We're evaluating the different encryption options in Office365 and ran in to a strange issue with the do not forward option that we're dynamically adding to a specific domain via  mail flow rules.

 

If we try to open the mail via the outlook desktop client we get a prompt saying  "You are not signed in to Office with an account that has permission to open this message...". However, we are able to open and read the mail via outlook on the web?

 

Br

Mattias

6 Replies
Highlighted
don't know what this means can you explain it to me.
Highlighted

Is Outlook configured for IRM (New message -> File -> Set permissions -> Add the account) and/or the AIP add-in? This is automatically configured in OWA, but for Outlook you still need to have it configured.

Highlighted

It's one the receiving side.

 

We have a test tenant that we are sending mails to (tenant B).

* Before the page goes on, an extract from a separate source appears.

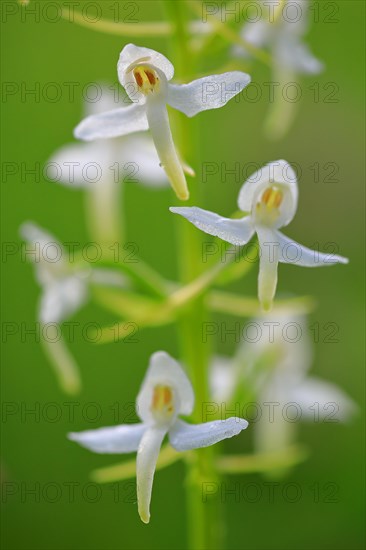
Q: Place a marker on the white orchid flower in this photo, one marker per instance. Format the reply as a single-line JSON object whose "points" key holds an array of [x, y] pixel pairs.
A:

So in tenant A we have our own mailboxes where we have enabled Azure Information Protection, and then we have created a mail flow rule saying that all mails going to tenant B should be "rights protect message with RMS template: 'Do Not Forward'".

 

And it's when we try to read the mail in tenant B that we got the error. But only in the desktop client.

Highlighted

The receiving side also needs to be configured (the templates are received once connected to the AIP/RMS service). If you are referring to the new "OME protection" feature, that one is only supported in the Insider builds of Office for the time being.

Highlighted

Shouldn't we at least get a rpmsg file or something then?

 

I followed the setup in this page:

Set up new Office 365 Message Encryption capabilities built on top of Azure Information Protection

 

And it says :

 

Unlike Office Message Encryption (OME), these new capabilities provide a unified sender experience whether you're sending mail inside your organization or to recipients outside of Office 365. In addition, recipients who receive a protected email message sent to an Office 365 account in Outlook 2016 or Outlook on the web, don't have to take any additional action to view the message

 

So it's a bit strange that it only works in outlook web app?

 

Br

Mattias

Highlighted

I was able to get this OME working for ONE day using my O365 account as sender and my personal external e-mail as a receiver.  I tried to test with more staff and now all we get is blank pages when trying to view the protected messages.  I am trying to find if there is an outage for the service but I cannot find any mention on how to find known outages or incidents for the Azure OME/IRM service.  I have gone back over every configuration and the tests all return PASS but the web portal serving the messages just gives blank pages regardless of the browser being used.